I am still of the opinion that the structural cost problems at US Airways need to be addressed. They haven't been. I am hopeful that changes soon.
 
"So now the task is to engage our unions in a collaborative dialogue to implement an across-the-board cost reduction strategy that will ensure the airline’s future profitability. Labor costs must be part of the solution. But that must be coupled with a strategy that adjusts to the new world of low fares so that our employees see that their participation and sacrifice will result in success, career opportunities and growth."

That is key. He truly needs to admit that management has really messed up to this point and he recognizes it and will address it.
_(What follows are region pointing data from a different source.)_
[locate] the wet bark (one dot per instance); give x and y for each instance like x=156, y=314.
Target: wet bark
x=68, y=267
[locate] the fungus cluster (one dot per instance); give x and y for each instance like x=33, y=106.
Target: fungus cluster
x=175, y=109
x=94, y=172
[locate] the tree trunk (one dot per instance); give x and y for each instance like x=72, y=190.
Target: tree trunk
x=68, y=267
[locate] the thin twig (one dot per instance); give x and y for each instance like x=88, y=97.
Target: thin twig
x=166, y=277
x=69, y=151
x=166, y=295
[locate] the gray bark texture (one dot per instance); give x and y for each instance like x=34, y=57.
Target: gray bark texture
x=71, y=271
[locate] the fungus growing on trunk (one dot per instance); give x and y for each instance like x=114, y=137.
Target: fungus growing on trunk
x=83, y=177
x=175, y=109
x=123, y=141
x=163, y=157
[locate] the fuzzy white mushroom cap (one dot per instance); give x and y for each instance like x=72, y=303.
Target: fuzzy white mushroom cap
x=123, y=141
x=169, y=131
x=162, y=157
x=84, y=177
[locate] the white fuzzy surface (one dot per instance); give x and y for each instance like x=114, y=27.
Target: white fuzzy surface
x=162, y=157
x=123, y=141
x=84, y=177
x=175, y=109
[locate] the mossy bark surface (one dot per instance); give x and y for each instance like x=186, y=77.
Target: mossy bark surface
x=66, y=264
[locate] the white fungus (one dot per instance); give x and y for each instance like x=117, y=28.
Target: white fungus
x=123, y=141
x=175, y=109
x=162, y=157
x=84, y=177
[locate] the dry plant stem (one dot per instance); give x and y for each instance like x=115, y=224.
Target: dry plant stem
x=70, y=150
That, along with solid management, would go a long way to ensuring U's success.

mr
 
This company has broken any trust with the mechanic and related group, I seriously doubt that can be repaired and I truly believe US will end up back in bankruptcy and try to abrogate labor contracts.
 
US AIRWAYS already enjoys a significatn "Non-Pilot Labor cost advantage" when compared to Southwest. In fact some departments enjoy almost a 20% labor cost advantage to LCC like Southwest and by contract will enjoy further labor cost advantages over the next 3 years. Once again, it isn't Labor but rather non-labor cost structures that has this company walking on 'piss clams'.

regards,
 
I don't necessarily disagree with you 700. However, if Lakefield truly wants to avoid the C11 route (which basically allows a court to manage the company) he has the ability to do so. He may not have the will or desire to do so and that is what I implied in my post.
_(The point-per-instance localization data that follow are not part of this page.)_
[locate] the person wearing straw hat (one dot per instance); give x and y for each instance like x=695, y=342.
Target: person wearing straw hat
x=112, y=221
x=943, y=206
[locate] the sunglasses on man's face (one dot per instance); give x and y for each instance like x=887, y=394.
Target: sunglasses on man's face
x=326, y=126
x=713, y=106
The game plan may well be C11 once again but there are definite disadvantages in going there once again. Do the benefits of another filing outnumber staying out of court? That is the 800 million dollar question.

You can count on the pilots caving in without demanding accountablilty and returns. Our fear is ledendary. I also believe you will see the F/A's cave (except for PIT) in a similar scenario. I certainly hope the IAM demands more from management and I think they will. Good luck to us all.

mr
 
mwere,

Hang in there, one day your union will wake up and realize what they have destroyed.

I wonder how your union would feel if Mesa takes over the 767 and A330 flying, that would be the equivalent of the scope violation of our contract. The company just continues to be arrogant and lie, planes 11 and 12 are at BFM when they said only 10 would be done.

I am not optimistic at all about the future of this company.
 
I am very optimistic about things in life, but reality has set in this company has no vision and no leadership, it is the same old plan time after time.

You should know being on the inside like you are.
 
ITRADE said:
You're not optimistic about much, are you?
Itrade thanks for the laugh. Sometimes your one-liners are funny.

700 seems that way because this outfit IS that way, you know that too, but still you hit my funny bone.